From CNBC: 2024-07-03 13:20:51

Constellation Brands reported an earnings beat driven by strength in its beer business, with net sales increasing 6% year over year to $2.662 billion. Adjusted EPS rose 17% to $3.57, exceeding analysts’ expectations. Wine and spirits sales were down 7%, while beer sales grew 8%, led by brands like Modelo and Corona, citing IRI data. The company expects 6-7% net sales growth led by beer for the year. Operating cash flow was light, but dividends and share repurchases continued, with a target net leverage ratio of 3 times by year-end. Management aims to improve the wine-and-spirits business in the coming months, with operational and commercial initiatives underway.

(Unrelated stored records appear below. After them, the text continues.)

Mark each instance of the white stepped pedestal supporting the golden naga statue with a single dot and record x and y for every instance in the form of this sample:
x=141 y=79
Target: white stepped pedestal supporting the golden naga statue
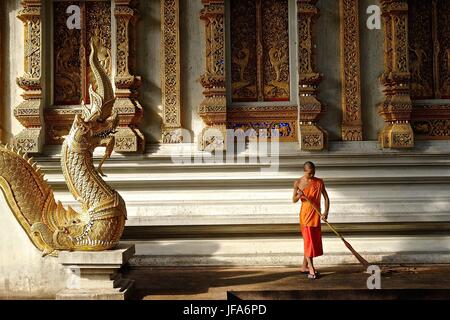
x=95 y=275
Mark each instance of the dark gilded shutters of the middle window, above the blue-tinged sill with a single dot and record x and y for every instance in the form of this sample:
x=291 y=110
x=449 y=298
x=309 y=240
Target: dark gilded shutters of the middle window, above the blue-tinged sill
x=260 y=50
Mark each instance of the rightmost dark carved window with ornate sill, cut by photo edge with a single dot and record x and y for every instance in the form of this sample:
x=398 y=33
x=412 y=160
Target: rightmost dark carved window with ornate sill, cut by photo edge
x=429 y=55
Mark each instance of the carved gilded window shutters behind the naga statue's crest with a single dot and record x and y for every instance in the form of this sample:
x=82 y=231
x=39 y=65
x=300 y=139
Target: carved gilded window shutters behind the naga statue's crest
x=71 y=50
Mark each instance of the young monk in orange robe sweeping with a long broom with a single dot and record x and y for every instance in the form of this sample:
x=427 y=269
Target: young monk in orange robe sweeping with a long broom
x=313 y=188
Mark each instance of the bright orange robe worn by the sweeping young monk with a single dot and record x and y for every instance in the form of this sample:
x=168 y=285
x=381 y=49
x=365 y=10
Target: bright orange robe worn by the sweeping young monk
x=310 y=220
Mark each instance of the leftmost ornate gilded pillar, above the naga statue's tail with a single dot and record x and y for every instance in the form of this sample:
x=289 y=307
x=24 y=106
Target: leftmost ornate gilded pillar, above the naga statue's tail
x=29 y=113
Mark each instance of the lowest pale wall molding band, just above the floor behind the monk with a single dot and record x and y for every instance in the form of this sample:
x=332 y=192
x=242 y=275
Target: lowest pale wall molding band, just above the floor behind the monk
x=288 y=251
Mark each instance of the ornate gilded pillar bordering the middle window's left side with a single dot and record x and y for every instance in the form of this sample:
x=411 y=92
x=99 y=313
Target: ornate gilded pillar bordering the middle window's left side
x=213 y=109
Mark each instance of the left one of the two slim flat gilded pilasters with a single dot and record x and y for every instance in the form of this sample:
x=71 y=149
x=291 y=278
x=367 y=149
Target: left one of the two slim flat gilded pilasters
x=170 y=71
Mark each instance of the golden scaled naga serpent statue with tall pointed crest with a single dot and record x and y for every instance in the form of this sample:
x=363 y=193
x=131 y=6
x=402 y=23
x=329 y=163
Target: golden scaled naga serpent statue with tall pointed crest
x=51 y=227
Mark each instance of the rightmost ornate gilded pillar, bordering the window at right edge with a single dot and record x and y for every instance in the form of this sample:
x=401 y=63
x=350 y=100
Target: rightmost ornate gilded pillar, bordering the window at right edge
x=396 y=108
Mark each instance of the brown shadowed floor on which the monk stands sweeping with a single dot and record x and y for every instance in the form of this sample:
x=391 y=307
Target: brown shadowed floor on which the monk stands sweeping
x=213 y=283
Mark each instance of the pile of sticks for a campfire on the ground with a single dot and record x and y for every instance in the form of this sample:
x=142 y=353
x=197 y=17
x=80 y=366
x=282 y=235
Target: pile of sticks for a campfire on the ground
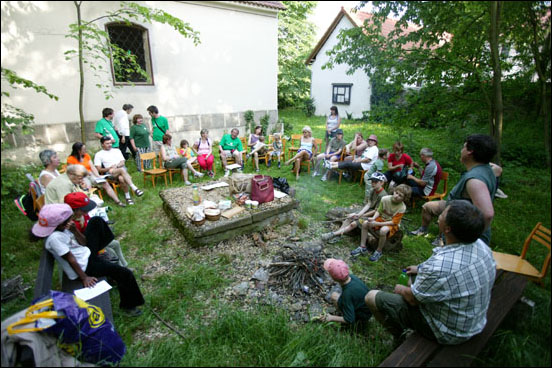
x=298 y=270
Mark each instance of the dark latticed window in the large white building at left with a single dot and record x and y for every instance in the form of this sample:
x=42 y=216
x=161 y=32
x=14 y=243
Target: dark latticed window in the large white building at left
x=135 y=40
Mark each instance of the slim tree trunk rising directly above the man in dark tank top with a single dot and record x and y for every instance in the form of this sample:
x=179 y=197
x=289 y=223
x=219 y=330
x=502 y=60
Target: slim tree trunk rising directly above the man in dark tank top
x=498 y=107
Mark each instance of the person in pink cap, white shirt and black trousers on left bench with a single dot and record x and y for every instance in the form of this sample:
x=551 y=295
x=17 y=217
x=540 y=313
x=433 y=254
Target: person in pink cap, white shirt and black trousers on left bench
x=67 y=245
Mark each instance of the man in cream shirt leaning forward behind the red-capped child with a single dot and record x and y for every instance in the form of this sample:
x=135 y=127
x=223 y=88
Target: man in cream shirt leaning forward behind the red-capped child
x=68 y=182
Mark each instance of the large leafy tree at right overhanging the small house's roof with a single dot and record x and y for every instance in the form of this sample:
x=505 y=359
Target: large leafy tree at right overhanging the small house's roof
x=457 y=46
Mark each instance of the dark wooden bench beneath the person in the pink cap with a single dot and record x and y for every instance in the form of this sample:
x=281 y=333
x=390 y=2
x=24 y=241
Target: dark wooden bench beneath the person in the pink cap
x=43 y=284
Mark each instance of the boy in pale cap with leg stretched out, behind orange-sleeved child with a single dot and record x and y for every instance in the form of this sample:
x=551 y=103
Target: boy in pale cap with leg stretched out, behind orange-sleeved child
x=354 y=220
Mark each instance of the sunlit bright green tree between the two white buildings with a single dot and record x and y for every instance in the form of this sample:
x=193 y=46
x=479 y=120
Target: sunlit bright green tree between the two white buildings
x=295 y=41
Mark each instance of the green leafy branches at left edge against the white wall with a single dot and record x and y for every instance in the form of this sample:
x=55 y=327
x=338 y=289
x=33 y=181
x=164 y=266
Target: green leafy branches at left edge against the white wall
x=14 y=117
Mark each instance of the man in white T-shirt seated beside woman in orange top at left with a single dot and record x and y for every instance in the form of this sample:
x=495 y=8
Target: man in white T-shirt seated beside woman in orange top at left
x=111 y=161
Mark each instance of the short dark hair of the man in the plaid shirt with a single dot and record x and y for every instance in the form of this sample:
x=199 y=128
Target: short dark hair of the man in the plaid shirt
x=466 y=221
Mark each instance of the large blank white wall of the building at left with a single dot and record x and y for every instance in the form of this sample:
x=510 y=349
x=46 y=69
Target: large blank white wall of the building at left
x=233 y=69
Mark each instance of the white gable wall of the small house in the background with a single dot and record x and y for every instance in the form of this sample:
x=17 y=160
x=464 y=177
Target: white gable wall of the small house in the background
x=321 y=85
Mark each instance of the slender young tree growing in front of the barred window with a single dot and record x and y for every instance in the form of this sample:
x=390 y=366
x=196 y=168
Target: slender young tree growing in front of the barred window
x=94 y=45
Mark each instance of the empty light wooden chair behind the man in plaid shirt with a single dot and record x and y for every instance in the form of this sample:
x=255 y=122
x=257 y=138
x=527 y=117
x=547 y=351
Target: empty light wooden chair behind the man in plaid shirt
x=519 y=264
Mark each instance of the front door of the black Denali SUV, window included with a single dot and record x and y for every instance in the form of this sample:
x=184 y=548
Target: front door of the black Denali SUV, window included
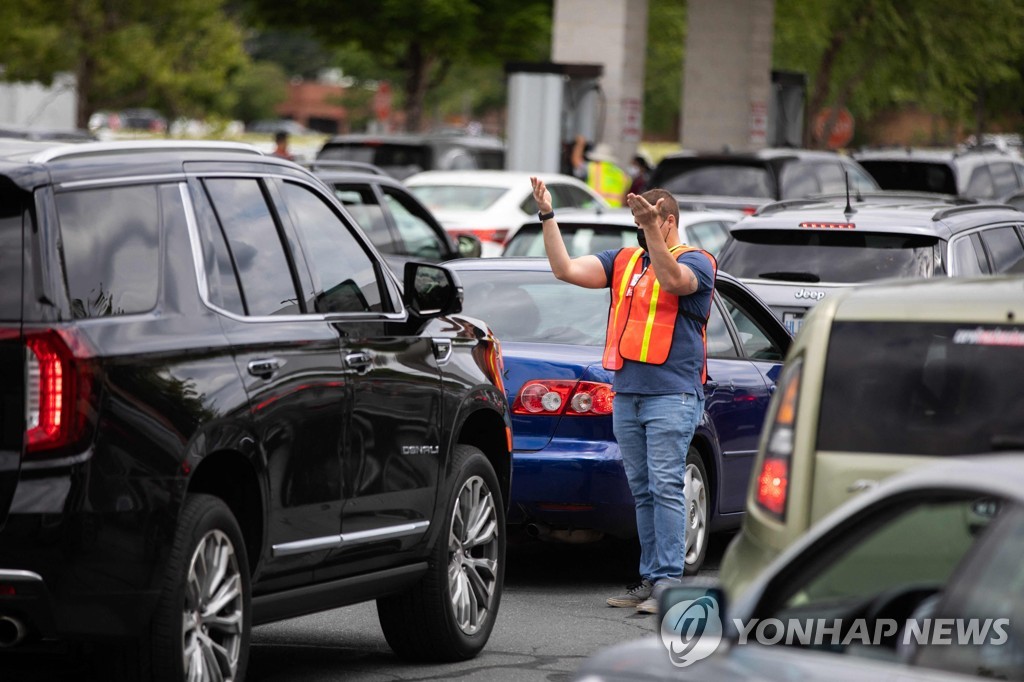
x=392 y=456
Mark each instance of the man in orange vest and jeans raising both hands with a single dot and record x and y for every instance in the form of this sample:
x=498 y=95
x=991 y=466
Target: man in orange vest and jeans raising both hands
x=661 y=301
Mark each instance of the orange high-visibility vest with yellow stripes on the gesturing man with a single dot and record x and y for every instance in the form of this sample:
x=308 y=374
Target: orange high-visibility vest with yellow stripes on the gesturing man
x=642 y=322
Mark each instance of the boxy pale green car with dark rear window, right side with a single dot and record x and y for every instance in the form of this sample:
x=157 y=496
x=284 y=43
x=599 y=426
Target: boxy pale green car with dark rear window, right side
x=881 y=378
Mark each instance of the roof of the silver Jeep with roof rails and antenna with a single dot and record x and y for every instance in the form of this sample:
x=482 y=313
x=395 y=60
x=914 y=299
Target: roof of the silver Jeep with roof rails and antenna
x=913 y=216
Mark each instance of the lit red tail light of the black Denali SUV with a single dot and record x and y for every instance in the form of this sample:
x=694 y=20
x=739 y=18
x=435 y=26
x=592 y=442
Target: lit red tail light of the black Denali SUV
x=57 y=391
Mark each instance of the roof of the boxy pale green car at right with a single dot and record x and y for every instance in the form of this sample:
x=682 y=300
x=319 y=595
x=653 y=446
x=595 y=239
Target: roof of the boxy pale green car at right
x=990 y=300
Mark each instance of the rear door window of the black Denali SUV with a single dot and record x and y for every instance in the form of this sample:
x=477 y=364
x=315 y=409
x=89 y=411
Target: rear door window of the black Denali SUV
x=255 y=246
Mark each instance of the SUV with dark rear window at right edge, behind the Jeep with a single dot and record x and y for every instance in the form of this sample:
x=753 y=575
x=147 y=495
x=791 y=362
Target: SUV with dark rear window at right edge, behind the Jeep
x=980 y=174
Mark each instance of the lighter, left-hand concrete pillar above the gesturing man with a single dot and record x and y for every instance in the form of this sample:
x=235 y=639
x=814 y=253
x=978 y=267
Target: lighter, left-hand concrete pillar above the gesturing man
x=614 y=34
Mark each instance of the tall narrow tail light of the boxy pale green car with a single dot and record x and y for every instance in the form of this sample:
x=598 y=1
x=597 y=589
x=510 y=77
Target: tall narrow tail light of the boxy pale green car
x=774 y=480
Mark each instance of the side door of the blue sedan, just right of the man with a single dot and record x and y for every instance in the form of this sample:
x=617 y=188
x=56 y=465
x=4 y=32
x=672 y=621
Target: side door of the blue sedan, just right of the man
x=746 y=349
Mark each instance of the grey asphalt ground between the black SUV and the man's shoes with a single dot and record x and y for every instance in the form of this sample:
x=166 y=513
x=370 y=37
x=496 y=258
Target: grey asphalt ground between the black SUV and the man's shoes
x=552 y=617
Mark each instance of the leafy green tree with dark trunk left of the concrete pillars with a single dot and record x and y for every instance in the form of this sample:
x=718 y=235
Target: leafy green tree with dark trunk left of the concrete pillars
x=421 y=40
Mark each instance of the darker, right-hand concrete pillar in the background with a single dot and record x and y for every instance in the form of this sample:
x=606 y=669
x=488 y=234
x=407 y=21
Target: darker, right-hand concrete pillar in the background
x=728 y=74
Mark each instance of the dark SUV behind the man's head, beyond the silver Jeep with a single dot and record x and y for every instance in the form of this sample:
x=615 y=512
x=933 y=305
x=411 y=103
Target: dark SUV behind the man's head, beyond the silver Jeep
x=746 y=181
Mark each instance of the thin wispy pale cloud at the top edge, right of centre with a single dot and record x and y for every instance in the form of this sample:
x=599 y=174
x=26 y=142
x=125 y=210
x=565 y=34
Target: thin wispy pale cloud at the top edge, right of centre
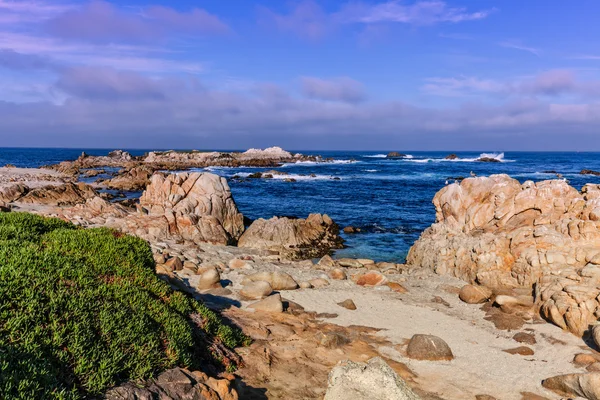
x=418 y=13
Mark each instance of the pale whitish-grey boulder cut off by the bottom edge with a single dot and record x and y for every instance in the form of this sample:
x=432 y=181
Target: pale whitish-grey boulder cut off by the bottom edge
x=374 y=380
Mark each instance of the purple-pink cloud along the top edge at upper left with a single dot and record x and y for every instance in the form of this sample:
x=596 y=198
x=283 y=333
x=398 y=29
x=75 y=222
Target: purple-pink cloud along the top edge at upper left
x=101 y=21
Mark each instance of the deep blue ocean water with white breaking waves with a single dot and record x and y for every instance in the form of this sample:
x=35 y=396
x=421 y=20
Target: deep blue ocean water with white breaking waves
x=389 y=199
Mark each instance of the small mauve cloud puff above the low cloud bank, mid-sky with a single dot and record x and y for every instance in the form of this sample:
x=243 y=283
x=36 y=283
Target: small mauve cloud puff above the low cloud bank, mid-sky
x=337 y=89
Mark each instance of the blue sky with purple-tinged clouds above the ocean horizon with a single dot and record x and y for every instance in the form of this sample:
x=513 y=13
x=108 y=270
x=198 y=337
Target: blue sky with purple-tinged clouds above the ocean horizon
x=306 y=74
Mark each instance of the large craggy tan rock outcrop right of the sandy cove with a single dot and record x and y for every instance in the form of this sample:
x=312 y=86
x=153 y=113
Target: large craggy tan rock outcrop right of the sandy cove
x=497 y=232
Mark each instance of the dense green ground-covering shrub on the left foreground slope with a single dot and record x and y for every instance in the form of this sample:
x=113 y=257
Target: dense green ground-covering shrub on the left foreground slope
x=82 y=310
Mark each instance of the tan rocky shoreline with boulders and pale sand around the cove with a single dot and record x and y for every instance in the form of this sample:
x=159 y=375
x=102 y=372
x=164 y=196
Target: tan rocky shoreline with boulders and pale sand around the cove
x=502 y=260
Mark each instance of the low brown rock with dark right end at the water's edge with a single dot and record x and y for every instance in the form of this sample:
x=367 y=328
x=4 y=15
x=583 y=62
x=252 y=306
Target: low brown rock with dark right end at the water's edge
x=295 y=239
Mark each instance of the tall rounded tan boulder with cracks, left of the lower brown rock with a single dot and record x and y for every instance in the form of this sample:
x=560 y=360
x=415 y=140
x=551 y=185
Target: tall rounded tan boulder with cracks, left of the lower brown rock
x=198 y=207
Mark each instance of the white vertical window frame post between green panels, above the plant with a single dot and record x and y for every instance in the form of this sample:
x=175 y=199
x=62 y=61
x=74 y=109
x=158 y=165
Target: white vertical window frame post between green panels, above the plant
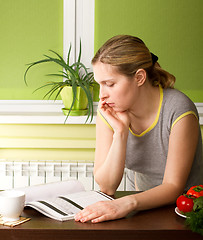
x=79 y=24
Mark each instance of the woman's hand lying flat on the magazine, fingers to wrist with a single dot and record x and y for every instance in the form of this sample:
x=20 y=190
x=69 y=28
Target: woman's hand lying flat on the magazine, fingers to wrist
x=106 y=210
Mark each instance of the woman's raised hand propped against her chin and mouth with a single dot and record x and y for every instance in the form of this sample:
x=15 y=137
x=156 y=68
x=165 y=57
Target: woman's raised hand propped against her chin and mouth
x=119 y=121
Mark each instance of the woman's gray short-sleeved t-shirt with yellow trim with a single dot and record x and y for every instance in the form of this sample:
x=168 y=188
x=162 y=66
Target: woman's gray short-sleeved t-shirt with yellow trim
x=147 y=153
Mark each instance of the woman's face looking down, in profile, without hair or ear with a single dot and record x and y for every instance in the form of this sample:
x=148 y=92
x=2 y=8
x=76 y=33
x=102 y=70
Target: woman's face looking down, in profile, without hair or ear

Despite beer performance, the stock was downgraded due to continued weakness in the wine-and-spirits segment. Shares fell 4% following the earnings beat, with an initial rise, reflecting investor concerns about the wine business dragging down overall sales. Operating income for the wine-and-spirits segment dropped 25% to $60 million, with lower volumes and higher costs affecting margins. Beer segment results were more positive, with 8% growth in sales year-over-year, and expectations for 6-7% net sales growth for the year driven by continued strength in beer.